Distinguer une vraie réserve faunique d’une fausse est utile lors de la planification de notre prochain voyage
Comment savoir si une réserve faunique est fausse

Les sanctuaires de la faune attirent de plus en plus notre attention. À une époque où l’utilité des zoos est remise en question, beaucoup pensent que la solution réside dans les soi-disant sanctuaires de la faune, qui, en théorie, placeraient toujours le sauvetage des animaux parmi leurs priorités. Mais est-ce toujours vrai ?

Au fur et à mesure que le terme sanctuaire de la faune devient populaire, et tout ce qu’il implique, ces types de centres augmentent leur nombre de visiteurs, ce qui signifie un financement plus important. Cela signifie que de nombreuses personnes décident d’utiliser le terme sanctuaire pour désigner leurs centres, alors qu’à de nombreuses reprises, ils sont d’authentiques lieux de terreur.

Par conséquent, il est important d’apprendre à différencier ces véritables sanctuaires de ceux qui sont en fait une exploitation animale secrète, car il s’agit d’un fléau qui nuit aux véritables sanctuaires.

Des bébés animaux dans un sanctuaire ?

L’une des meilleures façons de distinguer une vraie réserve faunique d’une fausse est de regarder l’âge des animaux. Ces centres doivent garder leurs animaux en captivité car ils ne peuvent pas être relâchés dans l’environnement, de sorte que les  sanctuaires ont souvent des animaux issus d’autres formes de captivité animale, comme les animaux de compagnie, les cirques ou l’expérimentation.

Mascottes de chimpanzés

Toutes ces façons d’exploiter les animaux sauvages en captivité ont quelque chose en commun : il est très facile d’avoir des bébés animaux, mais il n’est pas facile d’avoir des animaux adultes. Les animaux comme les grands singes ou les félins sont très amusants lorsqu’ils sont jeunes : un chimpanzé de deux ans peut être utilisé pour filmer, ou un tigre de quelques mois comme animal de compagnie.

Il est même possible de monnayer des années ces animaux dans des cirques ou des expérimentations, pour être ensuite saisis voire cédés. Cependant, ces animaux ne sont pas en sécurité à l’âge adulte et c’est à ce moment-là qu’ils sont rejetés et secourus.

Cela signifie que les sanctuaires ne sauvent normalement pas les bébés animaux : la chose la plus courante dans un véritable sanctuaire de la faune sont les vieux animaux, avec des maladies chroniques et une apparence débraillée. Il est difficile pour les bébés animaux d’atteindre les sanctuaires, sauf si la saisie a lieu dans les aéroports ou par vente directe, ce qui n’arrive généralement pas.

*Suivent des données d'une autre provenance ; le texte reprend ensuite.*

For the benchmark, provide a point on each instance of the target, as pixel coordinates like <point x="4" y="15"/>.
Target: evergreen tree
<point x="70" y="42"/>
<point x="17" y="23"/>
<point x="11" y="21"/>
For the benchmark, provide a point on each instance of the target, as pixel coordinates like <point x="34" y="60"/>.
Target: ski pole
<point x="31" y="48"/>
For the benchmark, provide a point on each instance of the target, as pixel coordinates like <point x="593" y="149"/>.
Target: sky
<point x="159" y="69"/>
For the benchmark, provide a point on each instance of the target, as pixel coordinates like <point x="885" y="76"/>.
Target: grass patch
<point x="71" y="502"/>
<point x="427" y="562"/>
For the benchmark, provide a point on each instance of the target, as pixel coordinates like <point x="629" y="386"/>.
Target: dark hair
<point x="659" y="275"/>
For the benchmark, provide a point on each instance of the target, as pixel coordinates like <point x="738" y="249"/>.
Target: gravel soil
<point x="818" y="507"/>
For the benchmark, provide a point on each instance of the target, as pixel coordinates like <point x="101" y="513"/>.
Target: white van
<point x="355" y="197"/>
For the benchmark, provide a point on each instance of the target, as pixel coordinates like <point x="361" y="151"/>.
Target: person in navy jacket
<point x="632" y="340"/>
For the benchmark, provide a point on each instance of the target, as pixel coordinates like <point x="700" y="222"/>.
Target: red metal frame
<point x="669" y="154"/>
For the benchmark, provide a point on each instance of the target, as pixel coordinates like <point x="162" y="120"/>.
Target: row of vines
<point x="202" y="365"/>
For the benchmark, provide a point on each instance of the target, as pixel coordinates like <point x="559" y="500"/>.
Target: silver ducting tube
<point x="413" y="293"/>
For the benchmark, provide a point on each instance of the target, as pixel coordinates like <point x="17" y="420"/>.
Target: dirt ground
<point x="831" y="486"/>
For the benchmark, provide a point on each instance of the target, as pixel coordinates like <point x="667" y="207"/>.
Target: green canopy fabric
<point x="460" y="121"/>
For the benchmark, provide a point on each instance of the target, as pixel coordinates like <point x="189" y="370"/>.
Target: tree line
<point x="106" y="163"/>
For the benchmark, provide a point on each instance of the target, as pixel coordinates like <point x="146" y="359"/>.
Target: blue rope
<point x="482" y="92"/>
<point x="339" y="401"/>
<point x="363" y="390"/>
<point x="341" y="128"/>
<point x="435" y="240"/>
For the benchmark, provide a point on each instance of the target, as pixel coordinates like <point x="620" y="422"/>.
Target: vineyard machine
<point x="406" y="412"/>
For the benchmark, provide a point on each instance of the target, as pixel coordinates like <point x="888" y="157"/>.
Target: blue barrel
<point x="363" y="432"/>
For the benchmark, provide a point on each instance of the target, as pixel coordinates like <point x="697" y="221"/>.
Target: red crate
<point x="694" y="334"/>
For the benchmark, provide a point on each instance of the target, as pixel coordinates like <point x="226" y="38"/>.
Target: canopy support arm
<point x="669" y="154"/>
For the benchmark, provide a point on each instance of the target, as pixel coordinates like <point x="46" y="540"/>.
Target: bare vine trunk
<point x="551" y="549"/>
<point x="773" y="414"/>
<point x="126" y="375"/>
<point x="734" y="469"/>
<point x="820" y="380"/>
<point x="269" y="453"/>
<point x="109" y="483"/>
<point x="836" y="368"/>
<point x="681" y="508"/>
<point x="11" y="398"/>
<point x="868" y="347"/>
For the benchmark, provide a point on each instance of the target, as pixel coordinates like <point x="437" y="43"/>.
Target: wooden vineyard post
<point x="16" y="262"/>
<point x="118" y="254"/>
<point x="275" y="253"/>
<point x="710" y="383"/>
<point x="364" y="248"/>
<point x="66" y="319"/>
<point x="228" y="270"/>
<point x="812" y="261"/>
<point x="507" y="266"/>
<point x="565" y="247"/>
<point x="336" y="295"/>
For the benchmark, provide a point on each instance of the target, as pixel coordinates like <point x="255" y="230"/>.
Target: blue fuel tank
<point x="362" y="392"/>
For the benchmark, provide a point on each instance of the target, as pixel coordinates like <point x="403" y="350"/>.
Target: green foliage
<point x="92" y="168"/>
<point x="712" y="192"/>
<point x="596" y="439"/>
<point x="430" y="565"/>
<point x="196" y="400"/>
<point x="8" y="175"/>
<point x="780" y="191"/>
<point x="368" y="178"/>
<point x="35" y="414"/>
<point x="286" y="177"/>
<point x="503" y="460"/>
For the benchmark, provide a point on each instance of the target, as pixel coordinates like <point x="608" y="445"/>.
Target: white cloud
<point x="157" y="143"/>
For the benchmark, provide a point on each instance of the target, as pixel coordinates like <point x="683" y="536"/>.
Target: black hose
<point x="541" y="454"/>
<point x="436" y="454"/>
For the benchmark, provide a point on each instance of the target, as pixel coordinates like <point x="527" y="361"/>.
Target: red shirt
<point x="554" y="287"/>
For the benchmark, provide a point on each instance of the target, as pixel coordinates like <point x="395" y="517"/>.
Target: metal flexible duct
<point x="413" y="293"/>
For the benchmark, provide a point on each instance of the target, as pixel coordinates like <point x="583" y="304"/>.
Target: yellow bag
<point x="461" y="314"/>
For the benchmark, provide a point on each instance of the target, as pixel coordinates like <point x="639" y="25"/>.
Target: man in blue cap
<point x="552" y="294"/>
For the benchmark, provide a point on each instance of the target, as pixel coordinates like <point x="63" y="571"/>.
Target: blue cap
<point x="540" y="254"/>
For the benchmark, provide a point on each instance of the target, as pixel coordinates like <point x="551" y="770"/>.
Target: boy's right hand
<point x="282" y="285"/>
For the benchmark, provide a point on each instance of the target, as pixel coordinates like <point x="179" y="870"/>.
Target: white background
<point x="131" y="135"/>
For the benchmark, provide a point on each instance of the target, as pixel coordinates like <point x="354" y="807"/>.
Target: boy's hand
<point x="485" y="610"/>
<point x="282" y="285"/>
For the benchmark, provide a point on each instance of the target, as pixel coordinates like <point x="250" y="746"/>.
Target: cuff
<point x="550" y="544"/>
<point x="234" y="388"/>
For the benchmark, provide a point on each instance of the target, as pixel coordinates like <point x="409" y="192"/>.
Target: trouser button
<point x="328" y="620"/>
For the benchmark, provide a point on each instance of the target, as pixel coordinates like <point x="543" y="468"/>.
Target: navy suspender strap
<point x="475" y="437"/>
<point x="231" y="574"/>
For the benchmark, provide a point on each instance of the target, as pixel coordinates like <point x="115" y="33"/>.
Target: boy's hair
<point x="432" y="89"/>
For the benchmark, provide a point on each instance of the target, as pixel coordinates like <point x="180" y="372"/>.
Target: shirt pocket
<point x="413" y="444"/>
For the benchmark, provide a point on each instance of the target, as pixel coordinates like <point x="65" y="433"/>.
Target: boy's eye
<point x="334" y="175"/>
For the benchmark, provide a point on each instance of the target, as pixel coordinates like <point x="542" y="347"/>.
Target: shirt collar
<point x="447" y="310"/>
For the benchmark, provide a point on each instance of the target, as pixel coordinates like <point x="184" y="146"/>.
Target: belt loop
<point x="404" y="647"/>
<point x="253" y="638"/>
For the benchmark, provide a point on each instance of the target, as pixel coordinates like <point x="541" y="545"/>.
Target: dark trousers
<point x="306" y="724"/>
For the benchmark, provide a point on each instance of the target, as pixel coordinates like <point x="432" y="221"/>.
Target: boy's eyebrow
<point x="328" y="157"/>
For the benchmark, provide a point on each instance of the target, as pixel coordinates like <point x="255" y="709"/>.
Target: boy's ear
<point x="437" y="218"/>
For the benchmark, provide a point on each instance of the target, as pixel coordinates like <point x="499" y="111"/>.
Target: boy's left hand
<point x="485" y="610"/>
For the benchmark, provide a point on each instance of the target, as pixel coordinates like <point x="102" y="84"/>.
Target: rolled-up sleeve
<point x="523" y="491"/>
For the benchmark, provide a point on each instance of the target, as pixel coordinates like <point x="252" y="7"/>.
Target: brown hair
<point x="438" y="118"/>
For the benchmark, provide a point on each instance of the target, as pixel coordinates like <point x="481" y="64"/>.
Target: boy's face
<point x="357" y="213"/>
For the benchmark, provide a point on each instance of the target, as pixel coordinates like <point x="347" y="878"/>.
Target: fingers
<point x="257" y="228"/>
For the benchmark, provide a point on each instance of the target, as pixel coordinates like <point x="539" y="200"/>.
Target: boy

Cependant, les bébés animaux sont courants dans les faux sanctuaires fauniques, car ils attirent des visiteurs désireux de voir des bébés et de payer pour cela. De plus, les réserves fauniques accréditées par des associations telles que le GFAS n’élèvent pas d’animaux, les chances de voir des oursons sont donc diminuées. En effet, au lieu d’élever, ces centres entendent donner cet espace aux animaux maltraités.

Touchez-vous les animaux ?

Une chose très importante pour déterminer si une réserve faunique est réelle ou fausse est de voir le contact que vous avez avec les animaux. Normalement, lorsque nous parlons d’animaux sauvages, les réserves fauniques n’interagissent guère avec les animaux, et encore moins permettent aux autres de le faire en échange d’argent ou de publicité, car c’est dangereux.

Cela tient, encore une fois, au fait que ces centres sauvent des animaux compliqués : un chimpanzé victime d’expérimentation, ou un tigre qui a traversé des centaines de cerceaux enflammés dans un cirque, ne sont pas des animaux avec lesquels on aurait envie de prendre une photo ou de faire un câlin. .. En fait, cela n’a aucun avantage pour eux, car un sanctuaire doit encourager les comportements naturels de ces animaux : leur permettre d’interagir avec les leurs plutôt qu’avec les gens.

À de nombreuses reprises, ces faux sanctuaires fauniques interagissent avec des animaux dangereux : étreindre des tigres ou prendre des selfies avec des primates mettent la vie des gens en danger, bien que les faux sanctuaires fauniques réduisent ce danger en utilisant une progéniture, à laquelle ils peuvent arracher les ongles en cas de gros chats.

De plus, la promotion des interactions entre les animaux sauvages et les humains n’est pas seulement dangereuse : elle sape également les efforts de conservation et de lutte contre le trafic illégal, qui favorise le trafic illégal d’espèces menacées. Un sanctuaire qui se respecte ne peut pas participer à ces activités, même s’il réalise un profit économique en vendant des selfies avec des animaux.